Near the city of Ho Chi Minh giant mounds of aluminium almost a kilometre in length shrouded under tarapaulin that could be worth $ 5 billion by today’s prices, mock the global scarcity of the metal.
The hoard was seized as part of a U.S.-led anti-dumping investigation in 2019 focusing on a Chinese billionaire. The Vietnamese authorities say it was accumulated from China by Global Vietnam Aluminium Ltd., known as GVA. They haven’t concluded their investigation, though the initial probe into GVA was dropped because of a lack of evidence.

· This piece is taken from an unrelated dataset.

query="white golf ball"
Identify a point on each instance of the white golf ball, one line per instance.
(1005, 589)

The 1.8 million tonnes of aluminum remains in storage under the watchful eye of security guards, with only tiny amounts released to GVA for its production line, according to an official in Vietnam’s general customs department.
To put it in perspective, it’s equivalent to the entire annual consumption of India, the world’s second-most populous country.
The blistering rally in aluminium prices means the value of the metal has risen more than 50% since it was impounded. If the stockpile ever started moving, the impact could be seismic. It would be more than enough to erase a global deficit that has emerged in the aluminum market this year, and a fire sale could send prices crashing.
Yet CRU, one of the key consultancies that the industry relies on to keep track of stockpiles in the world’s biggest base-metal market, has now removed the Vietnamese stockpile from its inventory estimates. The London-based firm reckons some of the metal is more than 10 years old and would likely have to be sold as scrap anyway.
Now, with demand roaring and China curbing supply, the consensus view is that the outlook has never looked brighter for prices while the mountains of aluminum are vanishing just when manufacturers need them most.
A sizable stockpile in Malaysia’s Port Klang also vanished in 2019, at around the same time as customs data showed a spike in shipments from the country to Vietnam. Despite Malaysia’s relatively modest standing as an aluminum consumer, Port Klang has also become the largest storage point in the London Metal Exchange’s warehouse network, but those reserves are declining fast as well.